Conspicuous by its absence was the Java tool Visual J++, subject of an ongoing lawsuit with Java creator Sun Microsystems Inc. over Microsoft's right to extend the language.

The second component of the platform is the .Net Framework, a set of language-neutral programming building blocks that let developers work with their tool of choice, yet still develop Web services -- reusable components that can be assembled into application software.

These services can be made available over the Internet for use by other developers, who can mix and match the pieces, regardless of the language they were written in.

Seventeen languages from various vendors are already .Net-ready, ranging from the above-mentioned Microsoft quartet to Perl, APL and COBOL.

During his keynote address, chairman and chief software architect Bill Gates said Visual Studio.Net is the starting point for .Net applications, which will emerge in the next two releases of Windows.

The first, code-named Whistler, is scheduled for release late next year and with it, Gates said, "we get the entire Windows marketplace moved over to the NT technology."

While Whistler will see the browser more central to the user interface (UI), and enable users to save files to a Microsoft Internet storage site, the most profound changes will come in the next release, code-named Blackcomb, which will appear in late 2002, Gates said.

The first step towards that UI, in which the browser becomes the presentation component of the operating system, was released for download as Gates spoke.

Internet Explorer 5.5 provides a number of enhancements, including a long-requested print preview feature.

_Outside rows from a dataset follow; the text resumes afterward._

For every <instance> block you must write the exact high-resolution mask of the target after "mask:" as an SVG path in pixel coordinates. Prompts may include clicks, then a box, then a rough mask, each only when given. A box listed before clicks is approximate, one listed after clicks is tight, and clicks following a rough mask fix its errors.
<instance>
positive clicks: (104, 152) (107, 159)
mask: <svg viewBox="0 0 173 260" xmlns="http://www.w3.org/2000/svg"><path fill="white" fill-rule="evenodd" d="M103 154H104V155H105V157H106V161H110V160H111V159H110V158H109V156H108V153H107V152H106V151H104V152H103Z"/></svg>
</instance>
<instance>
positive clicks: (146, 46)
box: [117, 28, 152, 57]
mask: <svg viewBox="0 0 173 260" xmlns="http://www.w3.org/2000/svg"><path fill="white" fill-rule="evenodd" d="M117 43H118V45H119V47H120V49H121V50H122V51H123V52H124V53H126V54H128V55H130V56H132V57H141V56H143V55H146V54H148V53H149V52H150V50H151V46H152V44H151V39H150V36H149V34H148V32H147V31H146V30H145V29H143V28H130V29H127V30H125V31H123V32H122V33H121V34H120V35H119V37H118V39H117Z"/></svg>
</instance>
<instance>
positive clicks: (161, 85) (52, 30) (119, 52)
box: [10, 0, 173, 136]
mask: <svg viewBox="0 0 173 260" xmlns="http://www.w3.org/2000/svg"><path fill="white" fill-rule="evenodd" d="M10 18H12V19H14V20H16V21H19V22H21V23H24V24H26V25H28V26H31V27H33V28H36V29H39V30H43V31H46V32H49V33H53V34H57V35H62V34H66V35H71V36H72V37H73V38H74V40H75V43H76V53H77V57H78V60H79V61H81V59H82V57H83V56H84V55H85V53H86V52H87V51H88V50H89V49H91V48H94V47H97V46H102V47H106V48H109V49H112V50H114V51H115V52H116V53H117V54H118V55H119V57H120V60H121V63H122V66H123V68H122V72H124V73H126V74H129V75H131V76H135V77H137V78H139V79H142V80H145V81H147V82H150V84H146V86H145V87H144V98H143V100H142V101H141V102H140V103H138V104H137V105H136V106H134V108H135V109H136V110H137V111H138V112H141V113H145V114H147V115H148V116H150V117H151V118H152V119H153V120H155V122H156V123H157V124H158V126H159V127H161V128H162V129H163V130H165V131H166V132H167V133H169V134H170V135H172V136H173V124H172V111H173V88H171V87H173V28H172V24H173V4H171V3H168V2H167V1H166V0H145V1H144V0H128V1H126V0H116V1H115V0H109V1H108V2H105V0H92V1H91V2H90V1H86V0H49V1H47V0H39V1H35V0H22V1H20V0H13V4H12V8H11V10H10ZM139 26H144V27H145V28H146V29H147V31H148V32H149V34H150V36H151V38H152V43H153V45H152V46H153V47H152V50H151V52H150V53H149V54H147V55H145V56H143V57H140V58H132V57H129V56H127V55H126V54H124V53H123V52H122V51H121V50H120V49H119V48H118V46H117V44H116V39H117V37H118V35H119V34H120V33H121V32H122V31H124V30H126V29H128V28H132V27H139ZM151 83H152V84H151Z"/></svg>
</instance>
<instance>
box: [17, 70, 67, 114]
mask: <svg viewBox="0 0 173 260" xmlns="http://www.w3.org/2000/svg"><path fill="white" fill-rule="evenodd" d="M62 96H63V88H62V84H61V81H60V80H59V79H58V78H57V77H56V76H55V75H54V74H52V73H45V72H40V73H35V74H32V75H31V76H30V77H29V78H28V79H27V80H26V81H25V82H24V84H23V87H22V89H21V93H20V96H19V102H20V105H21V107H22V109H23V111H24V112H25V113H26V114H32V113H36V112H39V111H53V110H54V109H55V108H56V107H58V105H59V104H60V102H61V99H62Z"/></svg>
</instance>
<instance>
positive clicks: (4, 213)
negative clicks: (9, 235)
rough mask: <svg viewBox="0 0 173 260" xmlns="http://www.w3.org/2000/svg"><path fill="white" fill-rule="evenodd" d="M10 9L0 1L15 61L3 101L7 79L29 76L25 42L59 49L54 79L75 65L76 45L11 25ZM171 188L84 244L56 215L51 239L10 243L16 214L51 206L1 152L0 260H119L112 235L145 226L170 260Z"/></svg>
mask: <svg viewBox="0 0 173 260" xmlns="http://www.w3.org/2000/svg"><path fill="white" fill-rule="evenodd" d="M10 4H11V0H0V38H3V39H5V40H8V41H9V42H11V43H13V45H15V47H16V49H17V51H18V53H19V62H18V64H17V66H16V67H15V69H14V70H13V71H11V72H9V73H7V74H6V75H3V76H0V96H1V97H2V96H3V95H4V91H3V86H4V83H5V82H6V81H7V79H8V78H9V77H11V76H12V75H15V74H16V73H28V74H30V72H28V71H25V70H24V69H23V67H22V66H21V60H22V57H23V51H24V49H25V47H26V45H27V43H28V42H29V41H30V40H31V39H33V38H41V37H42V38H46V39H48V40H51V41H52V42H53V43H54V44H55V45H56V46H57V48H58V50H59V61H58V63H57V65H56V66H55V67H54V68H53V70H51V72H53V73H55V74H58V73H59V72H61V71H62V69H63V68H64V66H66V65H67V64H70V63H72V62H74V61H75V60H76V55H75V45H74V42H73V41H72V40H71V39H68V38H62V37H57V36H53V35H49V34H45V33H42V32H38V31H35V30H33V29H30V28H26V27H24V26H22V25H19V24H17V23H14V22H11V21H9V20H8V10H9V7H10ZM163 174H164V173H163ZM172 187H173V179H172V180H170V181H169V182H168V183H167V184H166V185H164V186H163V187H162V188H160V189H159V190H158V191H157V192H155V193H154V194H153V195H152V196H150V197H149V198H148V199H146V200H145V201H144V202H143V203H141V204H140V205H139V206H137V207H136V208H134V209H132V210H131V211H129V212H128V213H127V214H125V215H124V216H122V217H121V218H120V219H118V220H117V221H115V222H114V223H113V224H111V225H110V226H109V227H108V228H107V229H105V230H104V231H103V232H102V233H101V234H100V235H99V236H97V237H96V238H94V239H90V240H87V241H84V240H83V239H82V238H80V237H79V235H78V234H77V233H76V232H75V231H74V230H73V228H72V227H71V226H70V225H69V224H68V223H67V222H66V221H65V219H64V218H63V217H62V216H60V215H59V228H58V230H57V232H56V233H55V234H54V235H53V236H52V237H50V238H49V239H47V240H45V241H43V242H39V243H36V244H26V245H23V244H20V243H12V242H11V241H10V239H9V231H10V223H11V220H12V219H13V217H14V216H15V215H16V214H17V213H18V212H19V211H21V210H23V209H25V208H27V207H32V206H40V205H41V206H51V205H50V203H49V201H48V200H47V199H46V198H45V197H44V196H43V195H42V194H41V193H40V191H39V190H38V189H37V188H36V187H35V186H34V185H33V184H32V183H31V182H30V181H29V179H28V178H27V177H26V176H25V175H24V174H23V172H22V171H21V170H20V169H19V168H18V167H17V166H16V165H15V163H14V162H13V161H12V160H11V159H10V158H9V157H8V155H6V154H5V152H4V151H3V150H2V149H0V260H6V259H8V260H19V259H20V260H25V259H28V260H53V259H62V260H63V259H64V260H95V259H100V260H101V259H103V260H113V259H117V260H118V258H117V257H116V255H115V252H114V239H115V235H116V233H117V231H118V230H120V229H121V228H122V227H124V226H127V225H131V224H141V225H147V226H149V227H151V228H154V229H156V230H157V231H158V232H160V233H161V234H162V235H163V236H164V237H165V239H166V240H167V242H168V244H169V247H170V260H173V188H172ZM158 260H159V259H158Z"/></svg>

But it has already come under fire from Web standards advocates who claim pages taking advantage of the new features cannot be viewed in other browsers.

Gates also announced the release of a preview version of 64-bit Windows 2000 and said all developers working with the Intel Itanium 64-bit processor will receive the 64-bit software developer's kit.

He said Itanium will first be used in the server space then move to the desktop, demonstrating that Windows can scale and offer mainframe-class reliability in the process.

"Software scale is where you get no limits," he declared. "We are working toward the best absolute performance."